Solved – Is a high number of support vectors a sign of overfitting

machine learningsvm

I've tuned a SVM with radial kernel that has training error about 10%,
but test error is about 38%, which surprise me.

I tried to understand what may cause this and noticed the number of support vectors is high, about 50% of the observation are support vectors. Is this the cause of the problem? Does high number of support vectors leads to a high
variance SVM?

Here is the summary of the SVM.

Parameters:

   SVM-Type:  C-classification 

 SVM-Kernel:  radial 

       cost:  31.62 

      gamma:  1e-04 

Number of Support Vectors:  117

 ( 58 59 )

Number of Classes:  2 

Levels: 
 high low

Best Answer

YES, a large number of support vectors is often a sign of overfitting.

The problem appears to be that you have chosen optimal hyperparameters based on training set performance, rather than independent test set performance (or, alternatively, cross-validated estimates).

The problem

Never evaluate a set of hyperparameters based on training set performance, because you will inevitably end up with an immense overfit.
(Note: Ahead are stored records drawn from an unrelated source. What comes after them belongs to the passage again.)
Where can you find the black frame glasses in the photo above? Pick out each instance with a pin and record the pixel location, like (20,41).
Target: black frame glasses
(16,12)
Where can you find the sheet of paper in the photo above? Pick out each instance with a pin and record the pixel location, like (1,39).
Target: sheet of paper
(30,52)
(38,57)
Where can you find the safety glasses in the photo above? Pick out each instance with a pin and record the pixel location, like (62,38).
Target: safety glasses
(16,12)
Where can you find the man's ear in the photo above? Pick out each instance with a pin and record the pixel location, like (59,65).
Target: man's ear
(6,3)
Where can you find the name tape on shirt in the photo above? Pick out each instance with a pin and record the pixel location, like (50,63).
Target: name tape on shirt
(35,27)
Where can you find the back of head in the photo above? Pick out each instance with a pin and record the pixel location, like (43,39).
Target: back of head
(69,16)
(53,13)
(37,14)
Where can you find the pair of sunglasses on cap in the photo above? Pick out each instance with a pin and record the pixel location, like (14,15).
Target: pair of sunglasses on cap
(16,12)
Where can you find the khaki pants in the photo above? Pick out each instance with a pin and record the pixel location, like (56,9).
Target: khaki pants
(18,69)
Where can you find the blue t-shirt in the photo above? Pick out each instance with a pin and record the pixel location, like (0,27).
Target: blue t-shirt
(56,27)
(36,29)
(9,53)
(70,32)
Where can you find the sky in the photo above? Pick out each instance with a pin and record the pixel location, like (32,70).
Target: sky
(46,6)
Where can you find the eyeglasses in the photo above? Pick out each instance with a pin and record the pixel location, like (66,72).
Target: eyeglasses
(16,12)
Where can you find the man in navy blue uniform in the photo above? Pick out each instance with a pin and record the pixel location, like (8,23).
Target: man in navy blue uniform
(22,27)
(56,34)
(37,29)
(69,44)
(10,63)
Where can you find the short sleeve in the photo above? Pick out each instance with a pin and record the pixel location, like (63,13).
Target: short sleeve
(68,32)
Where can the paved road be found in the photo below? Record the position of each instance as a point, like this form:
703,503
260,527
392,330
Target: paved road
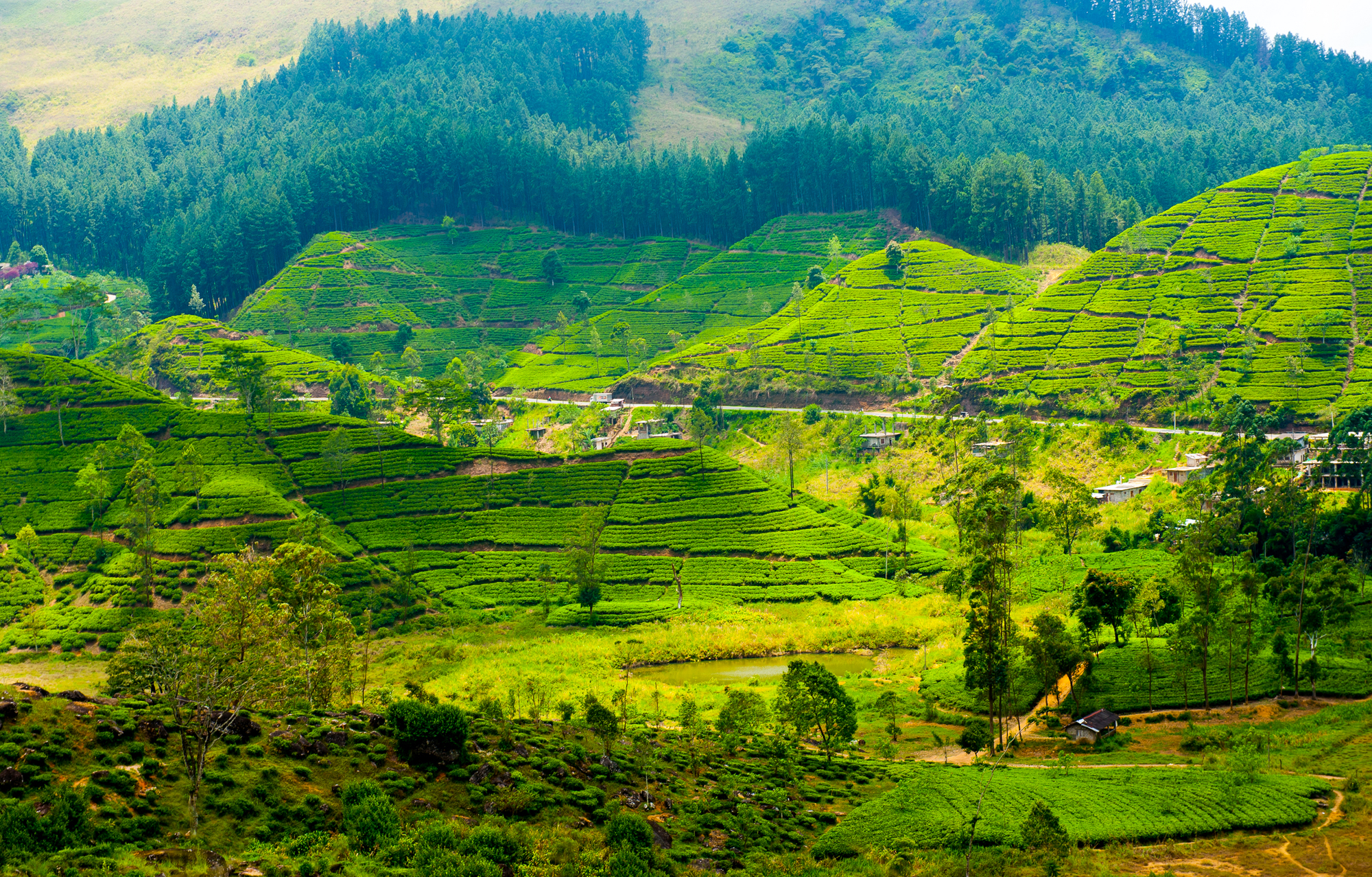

Consider the RBF kernel: $$K(\mathbf{u},\mathbf{v}) = \exp(-\gamma \|\mathbf{u}-\mathbf{v}\|^2).$$ Now, take the following limit case: $$ \lim_{\gamma\rightarrow\infty} K(\mathbf{u},\mathbf{v}) = \left\{ \begin{matrix} 0, & \text{if } \mathbf{u}\neq\mathbf{v},\\ 1, & \text{otherwise.} \end{matrix} \right. $$ Which essentially means that, for $\gamma\rightarrow\infty$ the kernel matrix becomes the unit matrix. This allows the resulting model to always fit the training data perfectly, with each instance becoming a support vector, but learn absolutely nothing.

The solution

If you want to optimize hyperparameters, you must always estimate the generalization performance of a given set of hyperparameters based on unseen data. The most common approach is via cross-validation, e.g. $k$-fold or leave-one-out.

Note that, when you are tuning hyperparameters based on cross-validation, it is still effectively possible to overfit. You can reduce this to some extent by using several iterations and/or more folds, but the inherent issue remains.